6. Per contra, it is submitted on behalf of the Revenue that the assessment order nowhere speaks about the basis for the learned Assessing Officer to consider Rs. 6,000/- per sq. yd. as against the capital gains at market value which are about three times than the capital gains assessed in the impugned order. When once the prejudice to the Revenue is caused because of non-verification of this fact by the Learned Assessing Officer, it automatically becomes erroneous insofar as prejudicial to the interest of Revenue.
7. We have gone through the record in the light of the submissions made on either side. It could be seen from the order under section 143(3) read with section 147 of the Act, the learned Assessing Officer made enquiries in respect of the capital gains by issuing summons under section 131 after re-opening the assessment. He also recorded the sworn statement of the assessee and enquired about the non-disclosure of the assets and liabilities and also the status and utilization of the land in question. Learned Assessing Officer also elicited from the assessee that there was a contract with M/s. Heriall Constructions Pvt. Ltd.
8. Assessee also produced the letter dated 27/10/2021 addressed to the Income Tax Officer with a request to furnish the basis along with supporting documents for the SRO value of the land adopted in the assessment order for computation of capital gains. Copy of the letter dated 29/11/2017 said to have been issued by the learned Assessing Officer to the assessee is in fact a letter addressed by the Sub-Registrar to the Income Tax Officer where under the Sub-Registrar informed the Income Tax Officer that on verification of the property in question, it was found out that its market value was about Rs. 6,000/- per sq. yd. as on 17/10/2014. This letter of the Sub-Registrar contains the reference of Income Tax Officer’s letter dated 27/11/2017 in -/ITO/W-2/2017-18. It is therefore clear that the learned Assessing Officer made enquiry about the value of the land as on the date of agreement of assessee with M/s. Heriall Constructions Pvt. Ltd. and made it a basis for determination of the capital gains.
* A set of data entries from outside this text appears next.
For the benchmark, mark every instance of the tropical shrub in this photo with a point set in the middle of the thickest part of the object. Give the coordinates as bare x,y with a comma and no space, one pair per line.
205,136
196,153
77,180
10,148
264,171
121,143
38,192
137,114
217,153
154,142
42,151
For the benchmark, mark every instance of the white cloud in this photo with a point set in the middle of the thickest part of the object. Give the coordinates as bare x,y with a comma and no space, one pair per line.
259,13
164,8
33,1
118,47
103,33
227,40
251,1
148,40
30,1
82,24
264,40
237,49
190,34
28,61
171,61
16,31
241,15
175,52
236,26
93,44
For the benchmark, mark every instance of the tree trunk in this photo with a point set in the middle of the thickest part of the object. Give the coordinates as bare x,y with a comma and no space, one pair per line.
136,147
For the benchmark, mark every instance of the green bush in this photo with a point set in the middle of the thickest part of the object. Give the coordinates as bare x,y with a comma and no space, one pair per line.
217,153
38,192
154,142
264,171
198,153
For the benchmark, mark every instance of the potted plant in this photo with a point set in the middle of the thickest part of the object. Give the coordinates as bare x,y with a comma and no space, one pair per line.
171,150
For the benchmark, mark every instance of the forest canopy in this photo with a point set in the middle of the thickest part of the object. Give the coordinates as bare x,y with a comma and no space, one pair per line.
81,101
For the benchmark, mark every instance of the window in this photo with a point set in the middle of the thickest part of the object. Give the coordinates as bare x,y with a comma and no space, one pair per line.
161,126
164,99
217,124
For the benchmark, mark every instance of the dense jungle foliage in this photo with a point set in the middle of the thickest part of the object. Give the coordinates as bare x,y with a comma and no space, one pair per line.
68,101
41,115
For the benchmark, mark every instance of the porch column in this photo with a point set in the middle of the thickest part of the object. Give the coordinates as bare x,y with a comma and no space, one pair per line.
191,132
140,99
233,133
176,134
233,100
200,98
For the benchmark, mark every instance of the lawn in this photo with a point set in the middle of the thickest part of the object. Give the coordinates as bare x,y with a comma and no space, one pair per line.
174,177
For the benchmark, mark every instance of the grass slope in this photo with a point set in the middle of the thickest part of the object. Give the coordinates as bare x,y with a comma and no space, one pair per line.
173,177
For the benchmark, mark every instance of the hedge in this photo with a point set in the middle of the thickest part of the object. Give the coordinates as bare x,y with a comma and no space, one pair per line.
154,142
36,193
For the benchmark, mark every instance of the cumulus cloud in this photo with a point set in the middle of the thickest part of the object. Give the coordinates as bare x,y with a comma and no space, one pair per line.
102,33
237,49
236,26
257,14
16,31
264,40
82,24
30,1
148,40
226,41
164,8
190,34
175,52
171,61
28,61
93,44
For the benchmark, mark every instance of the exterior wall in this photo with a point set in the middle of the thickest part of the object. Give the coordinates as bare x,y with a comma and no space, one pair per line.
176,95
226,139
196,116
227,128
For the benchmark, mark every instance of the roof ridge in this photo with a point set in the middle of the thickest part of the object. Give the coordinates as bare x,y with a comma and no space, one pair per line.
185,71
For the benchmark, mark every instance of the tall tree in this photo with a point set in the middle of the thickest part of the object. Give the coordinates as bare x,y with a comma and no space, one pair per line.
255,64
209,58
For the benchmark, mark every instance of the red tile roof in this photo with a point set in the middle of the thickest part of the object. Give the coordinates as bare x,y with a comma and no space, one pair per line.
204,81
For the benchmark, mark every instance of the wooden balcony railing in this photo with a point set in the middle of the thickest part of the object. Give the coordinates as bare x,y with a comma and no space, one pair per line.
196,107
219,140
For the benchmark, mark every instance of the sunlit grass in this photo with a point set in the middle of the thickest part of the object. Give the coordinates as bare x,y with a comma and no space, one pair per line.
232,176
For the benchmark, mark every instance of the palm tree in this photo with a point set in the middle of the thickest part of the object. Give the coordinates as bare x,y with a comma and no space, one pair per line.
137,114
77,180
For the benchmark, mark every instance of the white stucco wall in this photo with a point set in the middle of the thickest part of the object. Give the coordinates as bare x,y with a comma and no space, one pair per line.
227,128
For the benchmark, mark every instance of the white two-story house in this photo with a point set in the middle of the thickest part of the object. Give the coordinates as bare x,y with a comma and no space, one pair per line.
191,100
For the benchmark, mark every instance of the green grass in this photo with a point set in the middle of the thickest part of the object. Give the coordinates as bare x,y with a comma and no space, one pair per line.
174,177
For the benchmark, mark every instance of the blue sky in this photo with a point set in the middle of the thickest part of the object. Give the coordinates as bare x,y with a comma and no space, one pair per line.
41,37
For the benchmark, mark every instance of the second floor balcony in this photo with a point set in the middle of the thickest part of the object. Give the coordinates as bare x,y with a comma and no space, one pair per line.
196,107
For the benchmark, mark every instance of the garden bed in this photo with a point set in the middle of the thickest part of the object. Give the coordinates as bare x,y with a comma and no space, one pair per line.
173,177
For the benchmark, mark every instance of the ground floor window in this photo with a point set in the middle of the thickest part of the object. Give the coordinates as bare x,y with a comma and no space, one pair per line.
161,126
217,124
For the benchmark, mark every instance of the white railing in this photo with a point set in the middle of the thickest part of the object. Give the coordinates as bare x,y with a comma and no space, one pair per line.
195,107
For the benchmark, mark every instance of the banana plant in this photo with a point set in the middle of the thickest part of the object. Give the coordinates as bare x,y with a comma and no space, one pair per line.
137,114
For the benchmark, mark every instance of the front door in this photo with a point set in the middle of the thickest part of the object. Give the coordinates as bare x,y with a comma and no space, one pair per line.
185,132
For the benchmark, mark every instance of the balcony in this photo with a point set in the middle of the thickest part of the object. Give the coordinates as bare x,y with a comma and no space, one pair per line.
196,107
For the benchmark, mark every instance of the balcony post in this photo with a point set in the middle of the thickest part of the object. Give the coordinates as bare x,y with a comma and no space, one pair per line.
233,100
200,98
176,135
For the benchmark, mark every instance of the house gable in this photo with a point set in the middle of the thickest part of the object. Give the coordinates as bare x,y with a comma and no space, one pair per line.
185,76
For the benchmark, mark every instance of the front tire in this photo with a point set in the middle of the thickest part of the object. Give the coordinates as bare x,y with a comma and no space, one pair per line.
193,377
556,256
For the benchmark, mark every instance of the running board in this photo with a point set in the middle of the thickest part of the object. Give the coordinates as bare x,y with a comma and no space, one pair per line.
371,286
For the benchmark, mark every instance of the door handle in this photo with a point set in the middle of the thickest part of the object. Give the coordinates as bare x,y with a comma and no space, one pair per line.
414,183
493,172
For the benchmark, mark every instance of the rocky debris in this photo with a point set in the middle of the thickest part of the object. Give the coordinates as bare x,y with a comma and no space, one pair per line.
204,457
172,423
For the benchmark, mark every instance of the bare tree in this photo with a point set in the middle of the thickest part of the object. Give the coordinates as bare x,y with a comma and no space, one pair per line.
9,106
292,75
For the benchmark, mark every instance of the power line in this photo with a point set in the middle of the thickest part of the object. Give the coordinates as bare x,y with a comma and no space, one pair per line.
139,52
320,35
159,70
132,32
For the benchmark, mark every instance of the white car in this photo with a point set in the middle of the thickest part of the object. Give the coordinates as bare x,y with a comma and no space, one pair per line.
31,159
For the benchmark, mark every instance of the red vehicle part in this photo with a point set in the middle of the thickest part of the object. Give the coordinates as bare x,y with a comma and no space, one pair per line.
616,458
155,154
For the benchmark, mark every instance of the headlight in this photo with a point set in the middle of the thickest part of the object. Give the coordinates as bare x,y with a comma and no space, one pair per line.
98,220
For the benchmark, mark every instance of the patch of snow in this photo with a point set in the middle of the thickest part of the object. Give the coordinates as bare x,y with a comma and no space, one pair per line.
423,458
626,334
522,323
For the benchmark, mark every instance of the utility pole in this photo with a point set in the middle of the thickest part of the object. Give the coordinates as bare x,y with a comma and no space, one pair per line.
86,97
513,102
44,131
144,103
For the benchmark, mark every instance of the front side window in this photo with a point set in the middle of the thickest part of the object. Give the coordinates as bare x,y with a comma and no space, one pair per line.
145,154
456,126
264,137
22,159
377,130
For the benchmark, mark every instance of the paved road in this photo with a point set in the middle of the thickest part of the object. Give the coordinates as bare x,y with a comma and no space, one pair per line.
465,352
9. On the face of these facts, it cannot be said that the learned Assessing Officer did not make any verification whatsoever in respect of the value of the land for determination of the capital gains accrued to the assessee as on the date of the agreement and, therefore, it cannot be said that the assessment order is erroneous insofar as prejudicial to the interest of Revenue. The twin requirements of section 263 of the Act for the PCIT to exercise the revisionary jurisdiction are not satisfied in this matter. Respectfully following the decision of the Hon'ble Apex Court in the case of Malabar Industrial Company Ltd., 243 ITR 83 (SC), we find it difficult to sustain the order passed under section 263 of the Act and the same is accordingly quashed.
10. In the result, appeal of the assessee is allowed.
Order pronounced in the open court on this the 15th day of December, 2022.